Kelima, berbicara dengan dibuat-buat. Misalnya, Imam al-Ghazali mencontohkan, memaksakan diri dalam membuat sajak dan prosa, membuat-buat lelucon dan semacamnya, sebagaimana biasa diperbuat oleh orang-orang yang hendak menonjolkan diri dalam berbicara dan berceramah.
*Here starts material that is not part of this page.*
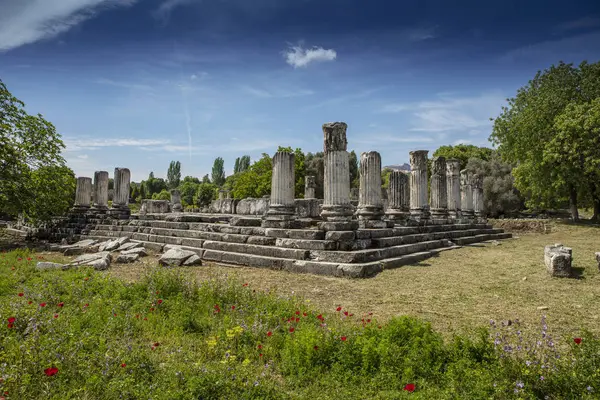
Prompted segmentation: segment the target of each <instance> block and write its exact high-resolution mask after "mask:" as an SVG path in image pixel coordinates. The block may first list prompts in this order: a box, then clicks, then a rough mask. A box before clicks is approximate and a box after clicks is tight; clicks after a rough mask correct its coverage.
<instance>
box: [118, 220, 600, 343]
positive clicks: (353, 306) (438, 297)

Tetapi tidak termasuk dalam hal ini memperindah lafazh khutbah dan ceramah, asal tidak memperlihatkan kesombongan dan menggunakan istilah-istilah asing, sebab tujuannya adalah menggerakkan dan menyentuh hati, atau menarik dan mengulur hati.
Nabi saw sudah mengingatkan:
إِنَّ مِنْ أَحَبِّكُمْ إِلَيَّ وَأَقْرَبِكُمْ مِنِّي مَجْلِسًا يَوْمَ القِيَامَةِ أَحَاسِنَكُمْ أَخْلَاقًا، وَإِنَّ أَبْغَضَكُمْ إِلَيَّ وَأَبْعَدَكُمْ مِنِّي مَجْلِسًا يَوْمَ القِيَامَةِ الثَّرْثَارُونَ وَالمُتَشَدِّقُونَ وَالمُتَفَيْهِقُونَ قَالُوا: يَا رَسُولَ اللَّهِ، قَدْ عَلِمْنَا الثَّرْثَارُونَ وَالمُتَشَدِّقُونَ فَمَا المُتَفَيْهِقُونَ؟ قَالَ: المُتَكَبِّرُونَ
Sesungguhnya di antara orang yang paling aku cintai dan paling dekat tempatnya kepadaku pada hari kiamat ialah orang yang akhlaqnya paling baik. Dan sesungguhnya orang yang paling aku benci dan paling jauh tempat duduknya dariku pada hari kiamat ialah orang yang banyak bicara tidak bermanfaat, senang memperolok, dan mutafaihiqun.” Para shahabat bertanya, “Wahai Rasulullah, kami sudah tahu apa itu tsartsarun (banyak berbicara) dan mutasyaddiquna (senang memperolok), tapi siapakah orang yang mutafaihiqun itu?” Nabi menjawab: “Orang-orang yang sombong.” (Sunan at-Tirmidzi kitab al-birr was-shilah bab ma’alil-akhlaq no. 2018).
Hadits terakhir ini meniscayakan orang yang banyak berbicara, dan itu pasti banyak yang tidak baiknya, sebagai orang sombong. Na’udzu bil-‘Llah min dzalik.